DNA methylation, histone modification, and ncRNA function are the main epigenetic mechanisms involved in the regulation of gene expression and there are single nucleotide polymorphisms (SNPs) that may affect them. Although these SNPs have an important role in connecting genetic and epigenetic levels of gene regulation, they have not been classified in an independent category until now.

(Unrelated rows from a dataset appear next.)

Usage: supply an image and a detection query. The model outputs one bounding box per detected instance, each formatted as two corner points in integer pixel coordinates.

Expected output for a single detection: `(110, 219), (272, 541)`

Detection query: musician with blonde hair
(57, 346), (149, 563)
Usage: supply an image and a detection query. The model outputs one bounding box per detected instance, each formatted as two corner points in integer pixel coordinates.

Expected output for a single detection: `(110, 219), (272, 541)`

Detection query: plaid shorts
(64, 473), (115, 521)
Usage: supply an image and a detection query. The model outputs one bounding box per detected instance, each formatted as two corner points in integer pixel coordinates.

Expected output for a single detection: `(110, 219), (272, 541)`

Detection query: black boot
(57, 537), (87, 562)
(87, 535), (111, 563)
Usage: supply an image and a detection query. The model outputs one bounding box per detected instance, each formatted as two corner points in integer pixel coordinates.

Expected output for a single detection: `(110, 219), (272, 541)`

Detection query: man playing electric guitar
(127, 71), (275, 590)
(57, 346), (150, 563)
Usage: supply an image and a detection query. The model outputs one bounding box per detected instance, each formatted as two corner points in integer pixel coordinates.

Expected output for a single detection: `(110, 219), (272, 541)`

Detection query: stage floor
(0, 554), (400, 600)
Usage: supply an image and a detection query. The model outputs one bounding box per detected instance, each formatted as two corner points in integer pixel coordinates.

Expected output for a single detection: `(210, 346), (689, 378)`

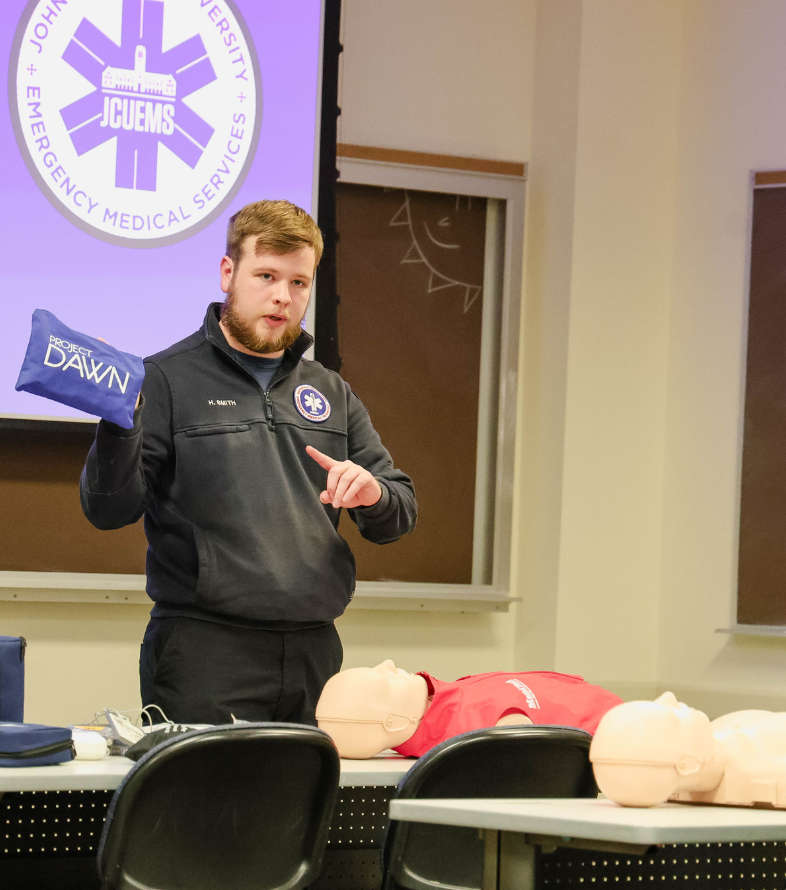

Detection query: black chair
(98, 723), (340, 890)
(382, 726), (598, 890)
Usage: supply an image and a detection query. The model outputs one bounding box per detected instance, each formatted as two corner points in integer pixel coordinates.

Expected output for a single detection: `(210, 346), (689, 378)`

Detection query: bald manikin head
(590, 692), (723, 807)
(317, 659), (428, 759)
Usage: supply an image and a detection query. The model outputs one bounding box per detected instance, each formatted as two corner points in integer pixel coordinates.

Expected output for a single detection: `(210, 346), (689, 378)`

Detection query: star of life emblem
(9, 0), (262, 247)
(294, 383), (331, 423)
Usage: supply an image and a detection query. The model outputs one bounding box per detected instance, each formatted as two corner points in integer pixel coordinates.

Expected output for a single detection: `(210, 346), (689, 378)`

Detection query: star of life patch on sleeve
(293, 383), (331, 423)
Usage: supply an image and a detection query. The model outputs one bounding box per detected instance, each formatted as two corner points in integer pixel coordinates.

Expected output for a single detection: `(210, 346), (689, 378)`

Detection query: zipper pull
(264, 390), (276, 426)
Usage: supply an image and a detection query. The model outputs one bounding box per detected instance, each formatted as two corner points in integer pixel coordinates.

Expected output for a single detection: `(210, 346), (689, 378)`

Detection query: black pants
(139, 618), (343, 726)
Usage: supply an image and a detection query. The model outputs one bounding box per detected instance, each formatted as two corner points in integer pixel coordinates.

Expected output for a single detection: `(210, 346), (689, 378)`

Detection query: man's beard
(221, 288), (303, 355)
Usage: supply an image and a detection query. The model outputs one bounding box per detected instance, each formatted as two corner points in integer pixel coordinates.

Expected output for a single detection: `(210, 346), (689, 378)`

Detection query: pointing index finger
(306, 445), (339, 470)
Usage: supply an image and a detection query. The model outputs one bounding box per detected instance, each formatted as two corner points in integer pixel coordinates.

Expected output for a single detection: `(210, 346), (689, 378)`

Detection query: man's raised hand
(306, 445), (382, 510)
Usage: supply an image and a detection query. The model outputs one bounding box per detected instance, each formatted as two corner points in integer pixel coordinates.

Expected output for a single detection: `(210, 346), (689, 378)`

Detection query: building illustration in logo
(101, 46), (177, 99)
(9, 0), (262, 247)
(60, 0), (216, 191)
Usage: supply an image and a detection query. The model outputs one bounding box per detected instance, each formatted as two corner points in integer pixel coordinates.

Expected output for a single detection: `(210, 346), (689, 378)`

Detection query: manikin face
(590, 692), (722, 806)
(316, 659), (428, 757)
(221, 235), (315, 358)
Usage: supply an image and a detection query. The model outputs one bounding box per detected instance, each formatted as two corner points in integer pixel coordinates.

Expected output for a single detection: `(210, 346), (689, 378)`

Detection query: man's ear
(219, 256), (235, 293)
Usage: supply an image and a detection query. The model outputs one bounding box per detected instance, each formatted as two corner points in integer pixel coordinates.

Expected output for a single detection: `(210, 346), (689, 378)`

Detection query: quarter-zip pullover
(80, 303), (417, 623)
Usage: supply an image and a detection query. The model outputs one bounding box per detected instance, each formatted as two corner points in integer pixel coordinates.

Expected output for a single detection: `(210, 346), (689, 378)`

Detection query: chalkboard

Therefore, we introduce the EpiPol concept, which abbreviates the epigenetic affecting polymorphism and describes those variations in the regulatory sequences of a gene, which may affect epigenetic regulations of its expression. Aryl hydrocarbon receptor (AHR) is a multifunctional regulator in cell physiology and xenobiotics metabolism and its altered regulation have been shown to result in adverse developmental and physiological outcomes. Recently, the therapeutic potential of modulating the methylation status of the AHR promoter has been discussed. Using Bioinformatics approaches, we aimed to identify the polymorphisms in upstream regulatory sequences of AHR, which may affect the epigenetic regulation of it through the introduction or removal of CpG dinucleotides that act as possible targets for DNA methylation. The 3000 bp upstream regulatory sequences of AHR, −2700 to +300 relative to the ATG codon, were obtained from NCBI. The CpG-island identified and all 105 SNPs located in it were retrieved from dbSNP. After that, 45 SNPs that cause the introduction or removal of CpGs were identified as candidate EpiPols of AHR. Then, the methylation status of these EpiPols analyzed using Bioinformatics servers, and finally, 13 SNPs were reported as predicted methylation-affecting EpiPols of the human AHR gene.